Local time: 11:41 AM
The first five miles are a pleasant, rolling warm up through old and second growth forest, heavily draped in moss and likely dew if one is making the ideal early morning start. Though it gains more than a thousand feet in these first five miles, it never feels a struggle as the biggest climb is no more than 100’. Enjoy the cool morning air of this vibrant, lush environment as it is one of the more comfortable microclimates you will pass through before ascending to alpine.
Part 2: East Fork Foss River to Opal Lake via Necklace Valley Trail #1062.

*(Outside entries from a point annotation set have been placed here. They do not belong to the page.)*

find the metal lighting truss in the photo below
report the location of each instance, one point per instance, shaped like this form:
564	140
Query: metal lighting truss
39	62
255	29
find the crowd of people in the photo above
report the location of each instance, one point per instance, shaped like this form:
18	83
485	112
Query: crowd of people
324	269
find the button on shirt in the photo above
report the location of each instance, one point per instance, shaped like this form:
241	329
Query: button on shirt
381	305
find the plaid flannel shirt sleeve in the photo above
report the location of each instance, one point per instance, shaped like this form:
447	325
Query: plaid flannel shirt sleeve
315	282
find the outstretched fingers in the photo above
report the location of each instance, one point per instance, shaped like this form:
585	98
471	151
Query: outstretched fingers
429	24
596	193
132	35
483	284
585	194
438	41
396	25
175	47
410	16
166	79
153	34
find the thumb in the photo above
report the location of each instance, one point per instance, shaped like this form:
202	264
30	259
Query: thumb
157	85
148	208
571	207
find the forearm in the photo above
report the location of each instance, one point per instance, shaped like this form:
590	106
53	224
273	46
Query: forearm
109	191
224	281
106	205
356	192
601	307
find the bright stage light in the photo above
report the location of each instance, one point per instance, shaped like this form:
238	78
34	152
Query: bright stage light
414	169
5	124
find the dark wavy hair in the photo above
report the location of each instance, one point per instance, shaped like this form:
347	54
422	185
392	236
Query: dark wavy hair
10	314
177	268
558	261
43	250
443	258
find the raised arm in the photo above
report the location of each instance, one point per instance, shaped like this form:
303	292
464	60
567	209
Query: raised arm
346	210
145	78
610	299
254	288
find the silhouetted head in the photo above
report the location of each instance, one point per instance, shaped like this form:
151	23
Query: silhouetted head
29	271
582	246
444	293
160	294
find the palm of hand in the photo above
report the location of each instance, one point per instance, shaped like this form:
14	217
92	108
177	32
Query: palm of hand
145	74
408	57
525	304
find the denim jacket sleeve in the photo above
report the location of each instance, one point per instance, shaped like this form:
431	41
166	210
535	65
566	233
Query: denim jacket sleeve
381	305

Now that the warm up is out of the way, let the fun begin! Once you get to the East Fork of the Foss River you will pass through a small campground, cross the river via log bridge, and begin a burly technical ascent. The grade is ruthless and composition unforgiving. One could compare it to the final approach to Mailbox or West Bandera. Continue up, up, up until you finally break free from the how confines of the Necklace Valley Drainage and into the valley proper. Enjoy the amazing views and the gentile grade of the Necklace Valley as you pass by beautiful alpine lakes and a historic shelter on your way to the La Bohn Gap directly ahead of you.
Part 3: Opal Lake to Williams Lake via “off-trail”.
Welcome to the jungle! Just kidding. This is the defining section and crux of the traverse. In the next three miles you will ascend 1200’ on talus slopes, see alpine lakes of untold beauty, take in views of the Alpine Lakes Wilderness more rugged peaks, pass through the La Bohn Gap, descend 1500’ of piled boulders (some that wobble), pass through an old mine site, and finally arrive at picturesque Williams Lake. This section will leave you body and your senses on overload so make sure to pause regularly and take in the three hundred and sixty degrees of awesomeness surrounding you.
Part 4: Lake Williams to Goldmyer Hotsprings via Williams Lake Trail, Dutch Miller Gap Trail and Middle Fork Trail.
While the most beautiful portion of the traverse is now behind you, the most runnable now lies ahead for the next 10 miles! It’s not all down though. The trail rolls hard and you will feel it but in the end it’s a large net descent. And by no means is it not pretty. Most of the time will be spent on killer single that travels along the well canopied forrest. When the canopy does give way look up in all directions and reward yourself with the towering peaks that are flanking your left and right. Just make sure not to overly hammer this portion as the final ascent, as well as the crux of the traverse is just ahead.
Part 5: Goldmyer Hotsprings to Red Pond via Burnboot Creek “Trail” and Red Pass.
At this point you will pass through Goldmyer Hotsprings. Make sure to keep your voices down if it is late as there are most likely people there sleeping. At this point, instead of continuing down the Middle Fork Trail, you will deviate to Burnboot and ascend up to Red Pass. Once you proceed through Red Pass you will find yourself at Red Pond, at the base of the Red Mountain scramble.
Part 6: Red Pond to PCT Section J (South End) Trailhead.
Congrats! It’s all downhill from here! Take a moment to stop at Red Pond for a rest, a snack, and more delightful views if you still have light. From Red Pond you will begin your final descent, heading down into the Commonwealth Basin via the the Commonwealth Trail. Make sure to keep right at the junction for the PCT. You’ve come this far without stepping foot on the PCT so don’t do it now during the home stretch. Down, down, down you continue and before you know it you will pop out by a picnic table just within the treeline surrounding the parking lot.